Жандарм встал, подошел.

— Сколько тебе лет, поклонник Гейне и Гюго?

— Ну, шестнадцать.

— Прошу без «ну»! Вполне созрел для должного отеческого внушения, которое сегодня и получишь… Сейчас тебя отведут в часть, там ты, надеюсь, перестанешь фанабериться, молокосос!

— Так что не обнаружено! — доложил офицеру один из городовых.

— Ну, ясно, приготовились, — снова усмехнулся жандарм. — Ну что ж, господа комитетчики, прошу собираться. Ханников, этого молокососа отвезешь в часть, покажешь там его свободолюбивые записочки — держи!
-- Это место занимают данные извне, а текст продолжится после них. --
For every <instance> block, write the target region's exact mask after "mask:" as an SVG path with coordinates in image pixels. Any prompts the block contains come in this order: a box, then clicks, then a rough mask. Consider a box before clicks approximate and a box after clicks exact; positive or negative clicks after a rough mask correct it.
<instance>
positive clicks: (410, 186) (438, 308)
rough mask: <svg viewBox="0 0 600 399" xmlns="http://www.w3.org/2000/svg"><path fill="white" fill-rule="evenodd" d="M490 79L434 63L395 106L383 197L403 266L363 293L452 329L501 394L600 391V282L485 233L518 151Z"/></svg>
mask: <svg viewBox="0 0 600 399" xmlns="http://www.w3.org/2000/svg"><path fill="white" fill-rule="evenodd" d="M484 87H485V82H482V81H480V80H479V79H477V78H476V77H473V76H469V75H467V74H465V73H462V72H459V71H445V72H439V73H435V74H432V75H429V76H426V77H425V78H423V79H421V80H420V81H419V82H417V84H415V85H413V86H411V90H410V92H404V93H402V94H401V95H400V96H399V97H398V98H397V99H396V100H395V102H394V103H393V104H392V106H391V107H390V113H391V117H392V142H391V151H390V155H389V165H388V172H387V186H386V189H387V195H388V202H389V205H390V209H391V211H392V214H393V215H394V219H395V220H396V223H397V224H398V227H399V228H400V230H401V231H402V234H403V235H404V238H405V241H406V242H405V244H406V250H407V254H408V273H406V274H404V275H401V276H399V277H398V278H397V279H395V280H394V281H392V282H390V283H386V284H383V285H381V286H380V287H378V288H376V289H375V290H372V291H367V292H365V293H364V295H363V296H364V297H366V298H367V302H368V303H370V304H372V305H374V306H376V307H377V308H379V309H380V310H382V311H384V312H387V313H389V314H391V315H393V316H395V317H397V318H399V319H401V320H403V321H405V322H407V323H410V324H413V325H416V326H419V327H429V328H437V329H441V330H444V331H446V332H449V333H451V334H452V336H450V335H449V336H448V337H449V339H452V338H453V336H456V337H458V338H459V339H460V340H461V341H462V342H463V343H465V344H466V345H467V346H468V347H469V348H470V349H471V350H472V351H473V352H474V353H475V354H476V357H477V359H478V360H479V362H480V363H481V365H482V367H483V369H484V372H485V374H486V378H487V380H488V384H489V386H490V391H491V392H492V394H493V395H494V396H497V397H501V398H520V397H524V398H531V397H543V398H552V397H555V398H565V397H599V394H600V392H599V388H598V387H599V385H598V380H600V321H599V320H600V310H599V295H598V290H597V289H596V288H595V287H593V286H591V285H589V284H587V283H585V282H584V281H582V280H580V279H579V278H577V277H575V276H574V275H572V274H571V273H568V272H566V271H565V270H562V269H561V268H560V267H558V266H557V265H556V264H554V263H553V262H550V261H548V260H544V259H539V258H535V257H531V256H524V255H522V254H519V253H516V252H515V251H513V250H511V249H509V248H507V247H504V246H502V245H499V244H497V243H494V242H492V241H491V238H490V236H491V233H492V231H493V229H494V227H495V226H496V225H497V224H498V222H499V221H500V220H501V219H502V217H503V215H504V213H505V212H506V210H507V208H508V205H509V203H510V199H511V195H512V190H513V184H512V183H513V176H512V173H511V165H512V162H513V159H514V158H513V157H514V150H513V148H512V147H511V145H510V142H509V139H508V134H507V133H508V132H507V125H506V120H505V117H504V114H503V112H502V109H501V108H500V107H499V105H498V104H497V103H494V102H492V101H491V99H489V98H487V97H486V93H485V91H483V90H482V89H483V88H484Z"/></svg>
Может, заинтересуют кого. А этих двоих я заберу с собой, с ними предстоит обстоятельный разговор.

Положив плачущего Степашку в кроватку, Агаша помогла мужу надеть пиджак, а он посмеивался и ласково касался ладонью ее волос:

— Ты не шибко горюй… Скоро вернусь…

И на этот раз для Григория все обошлось благополучно: в части его продержали часа три, а потом выгнали. Все помещение части было набито арестованными взрослыми, и возиться с малолетними было попросту некогда.

Из разговоров, которые Григорий услышал, сидя в дежурной, он понял, что полиции и жандармам стало известно о приезде в Москву Ленина и все поставлено на ноги, чтобы выследить его и схватить. Так вот, значит, о ком говорили Глеб Иванович и Василий! Конечно, о нем!